Il nodo è sempre la ripartizione non equa dei comuni delle due province umbre

La Zes è squilibrata? Prendetevela con chi c’era prima in Regione. Adesso, il dibattito politico si sposta sulle nuove Zone economiche speciali, sulle quali aveva avuto da ridire prima il vicepresidente della Provincia di Terni, Francesco Maria Ferranti, affermando che riservare lo strumento regionale a tre soli comuni dl Ternano (Terni, Narni e San Gemini) era troppo limitativo per tutto il territorio provinciale, restando fuori aree come l’Amerino, l’Orvietano e la Valnerina ternana.

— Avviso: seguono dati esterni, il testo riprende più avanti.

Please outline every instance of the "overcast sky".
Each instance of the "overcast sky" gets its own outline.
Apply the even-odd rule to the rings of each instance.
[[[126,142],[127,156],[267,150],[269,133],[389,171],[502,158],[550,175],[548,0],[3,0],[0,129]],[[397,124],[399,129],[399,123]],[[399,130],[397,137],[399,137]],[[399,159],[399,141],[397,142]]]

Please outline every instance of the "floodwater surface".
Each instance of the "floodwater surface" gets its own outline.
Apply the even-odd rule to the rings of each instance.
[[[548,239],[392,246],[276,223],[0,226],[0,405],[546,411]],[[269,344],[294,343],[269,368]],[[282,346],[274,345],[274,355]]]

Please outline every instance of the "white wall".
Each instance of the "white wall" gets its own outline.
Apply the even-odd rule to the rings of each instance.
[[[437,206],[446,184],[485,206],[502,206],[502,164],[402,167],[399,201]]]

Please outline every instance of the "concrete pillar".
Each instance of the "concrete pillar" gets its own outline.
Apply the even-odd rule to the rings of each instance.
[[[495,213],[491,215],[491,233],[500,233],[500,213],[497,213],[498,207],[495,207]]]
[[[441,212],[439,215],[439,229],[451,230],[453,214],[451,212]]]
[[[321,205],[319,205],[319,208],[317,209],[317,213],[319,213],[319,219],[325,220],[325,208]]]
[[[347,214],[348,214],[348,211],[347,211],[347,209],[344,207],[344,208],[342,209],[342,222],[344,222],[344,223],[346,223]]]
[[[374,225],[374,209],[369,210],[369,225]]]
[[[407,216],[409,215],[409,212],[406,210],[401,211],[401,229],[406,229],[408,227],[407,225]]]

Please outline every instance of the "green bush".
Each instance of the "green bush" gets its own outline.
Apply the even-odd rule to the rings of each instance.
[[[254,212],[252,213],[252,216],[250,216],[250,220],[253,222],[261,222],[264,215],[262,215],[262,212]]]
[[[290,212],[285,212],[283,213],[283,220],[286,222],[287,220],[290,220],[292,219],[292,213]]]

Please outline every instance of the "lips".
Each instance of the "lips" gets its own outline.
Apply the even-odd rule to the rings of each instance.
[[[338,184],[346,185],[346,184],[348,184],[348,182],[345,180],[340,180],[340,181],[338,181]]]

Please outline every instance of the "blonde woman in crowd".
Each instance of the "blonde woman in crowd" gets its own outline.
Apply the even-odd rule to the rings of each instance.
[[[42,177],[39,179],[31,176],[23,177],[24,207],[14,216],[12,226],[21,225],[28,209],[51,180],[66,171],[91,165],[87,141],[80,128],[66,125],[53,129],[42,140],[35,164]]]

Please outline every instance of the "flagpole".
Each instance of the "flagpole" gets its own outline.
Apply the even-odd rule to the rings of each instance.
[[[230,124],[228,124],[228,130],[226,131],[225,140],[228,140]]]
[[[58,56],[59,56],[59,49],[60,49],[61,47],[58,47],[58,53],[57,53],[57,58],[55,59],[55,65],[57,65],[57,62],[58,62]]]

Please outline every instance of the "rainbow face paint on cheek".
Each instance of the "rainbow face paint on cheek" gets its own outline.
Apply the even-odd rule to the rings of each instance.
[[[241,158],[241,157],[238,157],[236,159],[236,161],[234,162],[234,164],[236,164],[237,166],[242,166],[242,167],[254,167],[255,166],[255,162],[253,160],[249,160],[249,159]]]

Alla posizione di Ferranti, che chiede alla Regione di rivedere la ripartizione, si era aggiunta quella dell’assessore comunale Sergio Cardinali e dei gruppi consiliari di Forza Italia e Fratelli d’Italia a palazzo Spada, contestando la stessa cosa e sostenendo la tesi di una ripartizione non equa. Ora, però, arriva la risposta dal centro sinistra, dove il Movimento 5 Stelle parla di “ignoranza amministrativa” e di “uscita confusa e strumentale“. Precisando, tuttavia, che anch’esso chiederà alla Regione di presentare al Governo un’istanza per revisionare la mappa, di aprire un tavolo con la Commissione europea per riequilibrare la situazione e di fare in modo che la Zes diventi uno strumento di equità territoriale.

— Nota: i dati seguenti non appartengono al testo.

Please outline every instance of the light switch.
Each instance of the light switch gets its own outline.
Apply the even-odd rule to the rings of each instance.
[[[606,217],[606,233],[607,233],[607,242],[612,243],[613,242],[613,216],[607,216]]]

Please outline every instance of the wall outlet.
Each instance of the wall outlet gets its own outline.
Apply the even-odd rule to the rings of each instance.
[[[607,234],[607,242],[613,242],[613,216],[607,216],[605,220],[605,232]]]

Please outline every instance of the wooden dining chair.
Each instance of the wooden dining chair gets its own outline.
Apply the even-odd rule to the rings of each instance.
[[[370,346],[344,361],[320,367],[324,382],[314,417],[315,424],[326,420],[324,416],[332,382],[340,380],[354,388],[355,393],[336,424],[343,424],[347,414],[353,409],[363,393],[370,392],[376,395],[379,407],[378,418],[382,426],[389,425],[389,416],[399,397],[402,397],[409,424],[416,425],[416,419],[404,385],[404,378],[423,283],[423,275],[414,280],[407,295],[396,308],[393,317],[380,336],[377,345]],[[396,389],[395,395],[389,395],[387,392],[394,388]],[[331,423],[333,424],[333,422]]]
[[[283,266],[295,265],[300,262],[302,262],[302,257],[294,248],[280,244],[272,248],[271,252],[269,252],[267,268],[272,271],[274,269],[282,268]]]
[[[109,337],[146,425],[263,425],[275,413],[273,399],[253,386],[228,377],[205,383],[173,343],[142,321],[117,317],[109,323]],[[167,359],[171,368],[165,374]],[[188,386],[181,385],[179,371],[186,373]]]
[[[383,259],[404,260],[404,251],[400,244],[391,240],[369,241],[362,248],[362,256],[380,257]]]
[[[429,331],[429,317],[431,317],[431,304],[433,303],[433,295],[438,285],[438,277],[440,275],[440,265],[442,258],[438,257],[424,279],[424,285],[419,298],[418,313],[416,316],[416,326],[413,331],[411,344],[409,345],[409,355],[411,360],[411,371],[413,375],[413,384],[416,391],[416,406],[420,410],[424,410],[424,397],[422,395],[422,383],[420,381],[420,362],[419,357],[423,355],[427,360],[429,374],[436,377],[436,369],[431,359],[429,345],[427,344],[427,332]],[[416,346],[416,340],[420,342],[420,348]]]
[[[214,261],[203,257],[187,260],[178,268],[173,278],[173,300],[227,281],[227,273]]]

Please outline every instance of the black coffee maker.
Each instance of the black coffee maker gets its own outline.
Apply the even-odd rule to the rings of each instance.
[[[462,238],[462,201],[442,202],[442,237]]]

SPROPORZIONE NON DI ORA. Come afferma M5S, la distribuzione dei Comuni umbri beneficiari non è stata decisa dalla giunta Proietti, ma viene da un iter terminato nel 2023, ai tempi della giunta Tesei. “La revisione finale della mappa italiana – aggiungono – è stata approvata dalla Commissione europea su proposta del Governo Meloni“. In sostanza, viene spiegato che i 37 comuni umbri che beneficiano del credito d’imposta maggiorato sono fissati nella Carta degli aiuti a finalità regionale 2022–2027, approvata dalla Commissione europea. “La sproporzione – dicono i Cinque Stelle – non nasce oggi, ma da scelte, o assenze, della Regione nel periodo in cui si decidevano equilibri cruciali per il territorio“. Rispondono direttamente anche a Cardinali e Ferranti: “Invece di assumersi la responsabilità di quelle scelte mancate, provano a riscrivere la storia fingendo di scoprire solo ora che la provincia di Terni è stata messa ai margini“. Parlano di “tentativo patetico di scaricare su altri ciò che è stato partorito dai loro stessi alleati politici“. Inoltre, si precisa che la Zes vale per tutta l’Umbria, ma nei comuni individuati valgono solo i crediti di imposta maggiorati. “Chi oggi finge stupore, dovrebbe spiegare ai ternani perché, quando c’era da difendere la provincia di Terni nei tavoli nazionali ed europei, la giunta Tesei e i suoi alleati non hanno ottenuto nulla“.